The 37mm spade mortar is a Soviet 37 mm light infantry mortar used in the Second World War.  The mortar was produced from 1939 until the end of 1941.

Description 
The weapon is a dual-purpose device in that it can also be used as a spade. When a leg is removed from the handle, the spade part of the weapon locks into position as a base plate for the mortar. The weapon was apparently intended to serve as a fire support weapon for every infantryman as it was designed to be operated by one man. There was no aiming device and the soldier simply pointed the mortar at its target. The soldier carried 15 rounds of ammunition on a fabric belt for the mortar.

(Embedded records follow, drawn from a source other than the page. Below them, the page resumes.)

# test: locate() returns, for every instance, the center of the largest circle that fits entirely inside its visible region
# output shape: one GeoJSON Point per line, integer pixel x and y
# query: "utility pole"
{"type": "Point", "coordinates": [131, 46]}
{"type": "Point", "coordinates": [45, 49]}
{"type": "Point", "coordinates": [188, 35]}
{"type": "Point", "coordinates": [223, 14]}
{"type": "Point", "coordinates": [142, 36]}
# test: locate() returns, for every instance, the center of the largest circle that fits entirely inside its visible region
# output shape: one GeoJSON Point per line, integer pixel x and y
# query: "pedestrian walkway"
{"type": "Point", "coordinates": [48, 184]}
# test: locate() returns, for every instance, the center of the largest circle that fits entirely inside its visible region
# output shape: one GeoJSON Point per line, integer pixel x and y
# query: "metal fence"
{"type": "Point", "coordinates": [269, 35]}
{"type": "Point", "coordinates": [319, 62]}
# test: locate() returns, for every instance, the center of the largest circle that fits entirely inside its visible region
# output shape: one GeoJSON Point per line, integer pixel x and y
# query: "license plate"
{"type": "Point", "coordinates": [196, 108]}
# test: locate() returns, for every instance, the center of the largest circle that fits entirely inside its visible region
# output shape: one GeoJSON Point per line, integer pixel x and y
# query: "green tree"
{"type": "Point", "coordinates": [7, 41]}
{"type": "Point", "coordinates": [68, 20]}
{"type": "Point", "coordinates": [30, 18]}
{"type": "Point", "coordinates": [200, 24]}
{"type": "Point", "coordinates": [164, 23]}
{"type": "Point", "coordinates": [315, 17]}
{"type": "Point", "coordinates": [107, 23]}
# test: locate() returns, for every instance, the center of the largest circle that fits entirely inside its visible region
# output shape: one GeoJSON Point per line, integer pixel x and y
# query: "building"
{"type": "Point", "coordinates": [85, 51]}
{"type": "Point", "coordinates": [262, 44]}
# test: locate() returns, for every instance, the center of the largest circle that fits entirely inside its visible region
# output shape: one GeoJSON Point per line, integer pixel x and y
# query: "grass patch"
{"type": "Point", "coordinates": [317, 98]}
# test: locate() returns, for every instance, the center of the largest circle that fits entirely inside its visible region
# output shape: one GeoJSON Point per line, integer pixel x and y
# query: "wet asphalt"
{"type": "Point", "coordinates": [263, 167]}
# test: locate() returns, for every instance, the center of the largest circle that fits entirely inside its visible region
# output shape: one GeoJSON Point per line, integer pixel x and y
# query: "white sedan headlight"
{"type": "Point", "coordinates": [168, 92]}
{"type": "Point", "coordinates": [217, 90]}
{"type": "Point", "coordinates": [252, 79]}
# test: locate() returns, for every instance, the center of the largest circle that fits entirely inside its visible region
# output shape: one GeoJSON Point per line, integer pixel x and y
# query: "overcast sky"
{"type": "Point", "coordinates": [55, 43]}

The German Army designated the weapon the 3.7 cm Spatengranatwerfer 161(r), although the true Soviet designation was simply "37mm mortar" (). It is likely that the weapon was an attempt to boost the firepower of Soviet rifle units. Although a rifle grenade-launcher (which the Red Army also had) can fire shells of similar weight, they are slower to load and cannot serve as rifles while firing grenades. The spade mortar was used during the Winter War with Finland, where the weapon was found ineffective in the heavy snow. Initially used on the Eastern Front in World War II, the spade mortar fell into disuse after 1942.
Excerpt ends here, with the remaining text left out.